Before I continue, it should be noted that all of this is mere speculation. I can't pretend to know with certainty what informs or colors the judgments reached by these critics. At the same time, I don't think my points are unreasonable (though they might be a bit obvious).
Now, if other considerations are at work, they're likely some combination of Ringo's status as a legend, his noted likability on a human level, and circumscribed expectations.
From personal experience, I can attest to the difficulty of mentally setting aside Ringo's storied past when trying to evaluate his solo work. It's a tall task. The greatness of what he contributed to in his previous life is inescapably present even in his most uninspired post-Beatles material. That's not to say it somehow improves the quality of the music. But when you hear Ringo's familiar voice or come across drum parts that recall Beatles songs, thoughts of his former band - pleasant and admiring thoughts - are often not far behind and can easily shade your views. On principle, I wouldn't find it right if Ringo was given leniency on account of decades-old accomplishments. Ideally, his music would just speak for itself, untouched by predispositions. But it's an obvious overreach to expect that kind of pure criticism from everyone. It would only be human for Bandyke and Nunziato to go easy on Ringo in part because of who he is.
And not only is Ringo a former Beatle, he's also a very endearing individual who doesn't readily invite dislike upon himself. This is another factor that could cause critics to hesitate in coming down hard on his music. Who wants to be the one that trashes the work of such a warm and generous guy, someone who has made "peace and love" his life's mantra? Doing so might feel callous and false. A critic with this in mind might then chose to overlook certain shortcomings in the music and focus on, say, how it makes them feel. Positive vibes can be infectious, after all, and Ringo has cultivated plenty of them over the years.
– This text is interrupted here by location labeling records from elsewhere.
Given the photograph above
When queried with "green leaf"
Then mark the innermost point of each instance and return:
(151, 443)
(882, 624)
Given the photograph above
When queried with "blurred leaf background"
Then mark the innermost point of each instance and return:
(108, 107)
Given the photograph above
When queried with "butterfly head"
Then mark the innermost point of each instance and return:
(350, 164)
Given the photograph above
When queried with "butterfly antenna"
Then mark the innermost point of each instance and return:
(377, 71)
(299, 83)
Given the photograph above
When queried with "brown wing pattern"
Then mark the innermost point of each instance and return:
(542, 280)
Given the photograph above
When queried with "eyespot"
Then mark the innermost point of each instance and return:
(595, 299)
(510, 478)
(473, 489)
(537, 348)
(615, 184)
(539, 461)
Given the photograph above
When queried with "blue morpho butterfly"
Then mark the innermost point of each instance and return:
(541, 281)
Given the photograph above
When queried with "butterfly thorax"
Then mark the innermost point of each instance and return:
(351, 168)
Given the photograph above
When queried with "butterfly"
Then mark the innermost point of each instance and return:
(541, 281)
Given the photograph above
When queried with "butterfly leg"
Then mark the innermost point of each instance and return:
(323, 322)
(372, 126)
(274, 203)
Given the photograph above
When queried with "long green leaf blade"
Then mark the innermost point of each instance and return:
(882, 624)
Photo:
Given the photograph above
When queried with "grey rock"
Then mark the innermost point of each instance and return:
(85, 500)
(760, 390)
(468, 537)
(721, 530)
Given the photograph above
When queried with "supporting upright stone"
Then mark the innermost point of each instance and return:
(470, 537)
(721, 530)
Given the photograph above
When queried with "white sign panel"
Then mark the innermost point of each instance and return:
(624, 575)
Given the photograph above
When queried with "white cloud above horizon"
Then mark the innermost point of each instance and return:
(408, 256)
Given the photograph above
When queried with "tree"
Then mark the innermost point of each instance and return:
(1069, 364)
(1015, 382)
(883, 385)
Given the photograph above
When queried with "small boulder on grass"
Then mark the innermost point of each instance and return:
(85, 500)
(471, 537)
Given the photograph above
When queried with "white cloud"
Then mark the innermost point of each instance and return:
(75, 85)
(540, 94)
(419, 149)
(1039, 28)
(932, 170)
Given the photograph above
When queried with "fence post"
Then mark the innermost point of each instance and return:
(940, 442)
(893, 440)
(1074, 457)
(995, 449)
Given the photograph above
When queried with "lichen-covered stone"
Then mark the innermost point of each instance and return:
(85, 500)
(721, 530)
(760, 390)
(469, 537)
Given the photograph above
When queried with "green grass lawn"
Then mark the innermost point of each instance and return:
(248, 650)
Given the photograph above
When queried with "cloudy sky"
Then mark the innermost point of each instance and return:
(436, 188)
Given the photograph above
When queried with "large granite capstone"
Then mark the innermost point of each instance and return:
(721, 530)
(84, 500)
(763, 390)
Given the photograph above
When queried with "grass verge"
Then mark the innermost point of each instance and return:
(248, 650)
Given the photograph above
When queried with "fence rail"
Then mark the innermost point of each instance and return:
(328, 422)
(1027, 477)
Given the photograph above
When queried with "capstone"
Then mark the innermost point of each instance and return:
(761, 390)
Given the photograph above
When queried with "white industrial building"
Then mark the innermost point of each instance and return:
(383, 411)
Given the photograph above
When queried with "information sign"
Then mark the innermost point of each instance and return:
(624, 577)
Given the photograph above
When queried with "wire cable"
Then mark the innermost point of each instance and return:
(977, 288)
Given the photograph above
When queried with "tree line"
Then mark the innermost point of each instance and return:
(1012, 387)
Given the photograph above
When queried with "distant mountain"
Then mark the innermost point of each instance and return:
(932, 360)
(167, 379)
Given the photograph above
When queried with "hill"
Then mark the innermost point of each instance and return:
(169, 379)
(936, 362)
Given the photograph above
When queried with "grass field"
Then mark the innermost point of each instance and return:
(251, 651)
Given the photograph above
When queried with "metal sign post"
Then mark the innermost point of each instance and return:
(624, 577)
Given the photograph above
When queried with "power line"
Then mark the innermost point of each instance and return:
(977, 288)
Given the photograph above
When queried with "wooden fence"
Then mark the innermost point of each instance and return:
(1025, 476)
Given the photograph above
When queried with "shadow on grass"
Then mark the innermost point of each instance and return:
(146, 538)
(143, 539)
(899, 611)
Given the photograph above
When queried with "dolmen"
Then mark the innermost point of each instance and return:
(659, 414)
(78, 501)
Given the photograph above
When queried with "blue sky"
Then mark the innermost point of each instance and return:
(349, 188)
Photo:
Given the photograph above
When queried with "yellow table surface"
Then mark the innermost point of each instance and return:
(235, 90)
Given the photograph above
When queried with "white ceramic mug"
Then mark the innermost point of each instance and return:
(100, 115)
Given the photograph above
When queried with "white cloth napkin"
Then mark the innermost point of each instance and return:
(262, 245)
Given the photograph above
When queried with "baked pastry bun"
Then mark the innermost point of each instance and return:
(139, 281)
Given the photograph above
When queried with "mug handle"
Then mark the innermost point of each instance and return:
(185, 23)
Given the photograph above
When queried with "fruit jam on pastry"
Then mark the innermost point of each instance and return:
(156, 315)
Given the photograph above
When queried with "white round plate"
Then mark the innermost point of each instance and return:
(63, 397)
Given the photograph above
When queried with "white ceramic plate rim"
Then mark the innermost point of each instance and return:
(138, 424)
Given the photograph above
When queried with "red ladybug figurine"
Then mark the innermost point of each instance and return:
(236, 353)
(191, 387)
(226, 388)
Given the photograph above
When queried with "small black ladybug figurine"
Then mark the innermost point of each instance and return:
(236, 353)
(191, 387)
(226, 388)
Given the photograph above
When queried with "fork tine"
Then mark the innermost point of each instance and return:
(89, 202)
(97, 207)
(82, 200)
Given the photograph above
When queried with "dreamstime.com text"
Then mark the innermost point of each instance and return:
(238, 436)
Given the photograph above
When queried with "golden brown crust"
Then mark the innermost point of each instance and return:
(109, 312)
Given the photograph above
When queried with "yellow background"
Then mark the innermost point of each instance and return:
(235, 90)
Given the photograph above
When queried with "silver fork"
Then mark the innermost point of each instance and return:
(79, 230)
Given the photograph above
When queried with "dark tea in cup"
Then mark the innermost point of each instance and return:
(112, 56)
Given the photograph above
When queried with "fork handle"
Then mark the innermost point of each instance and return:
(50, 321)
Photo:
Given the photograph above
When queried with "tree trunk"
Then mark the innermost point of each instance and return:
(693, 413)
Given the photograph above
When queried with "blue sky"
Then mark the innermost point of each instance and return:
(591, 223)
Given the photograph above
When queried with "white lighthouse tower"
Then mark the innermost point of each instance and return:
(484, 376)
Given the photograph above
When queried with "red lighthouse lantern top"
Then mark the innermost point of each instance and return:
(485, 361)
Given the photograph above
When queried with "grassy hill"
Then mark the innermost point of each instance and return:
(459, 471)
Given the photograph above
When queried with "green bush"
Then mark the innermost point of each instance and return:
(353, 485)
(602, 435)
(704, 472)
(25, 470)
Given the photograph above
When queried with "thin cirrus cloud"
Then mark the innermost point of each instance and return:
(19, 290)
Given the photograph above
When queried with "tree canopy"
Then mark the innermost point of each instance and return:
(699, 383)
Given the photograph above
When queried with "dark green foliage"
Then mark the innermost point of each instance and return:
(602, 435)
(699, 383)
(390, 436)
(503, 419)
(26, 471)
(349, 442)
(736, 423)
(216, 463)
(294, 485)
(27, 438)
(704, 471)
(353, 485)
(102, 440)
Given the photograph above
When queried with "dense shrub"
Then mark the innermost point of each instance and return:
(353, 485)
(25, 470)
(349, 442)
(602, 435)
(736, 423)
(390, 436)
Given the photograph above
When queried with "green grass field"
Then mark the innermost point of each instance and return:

Perhaps more importantly, there's also the issue of expectations. Because many of us don't expect very challenging, inventive, or even interesting music from Ringo the Solo Artist, we don't take him to task for not delivering those qualities in his albums. As long as he pumps out cleanly produced, feel-good pop-rock with lyrics about peace, love, and understanding, a lot of people will be satisfied. This explains sentiments like, "It's bloody Ringo. Nothing special, but nothing terrible either." At the risk of stating the obvious, "nothing terrible" is a low bar to use when appraising an album. It calls into question the propriety of the limited expectations game. And, again, it makes you wonder what all is animating the critic's opinion. The same goes for the title of the first review I cited: "Ringo's CD delights; but why wouldn't it?" This seems to go beyond even the realm of expectations, indicating strong preconceptions. "... but why wouldn't it?" That line comes too close to ruling out the possibility of not liking the album and should maybe raise some red flags (Maybe not though. There might be something to it, but I probably shouldn't put much emphasis on the title of a review as opposed to the actual content).
I should reiterate that I don't mean to denigrate anyone's journalistic integrity. I also don't want to suggest that there are no critics who have reviewed Ringo's solo albums unfavorably. Many have, of course. He is in no way immune to forceful criticism. I just wonder if too much weight is given to factors outside the music itself when an album like Y Not is reviewed and if this is regrettable or merely to be expected.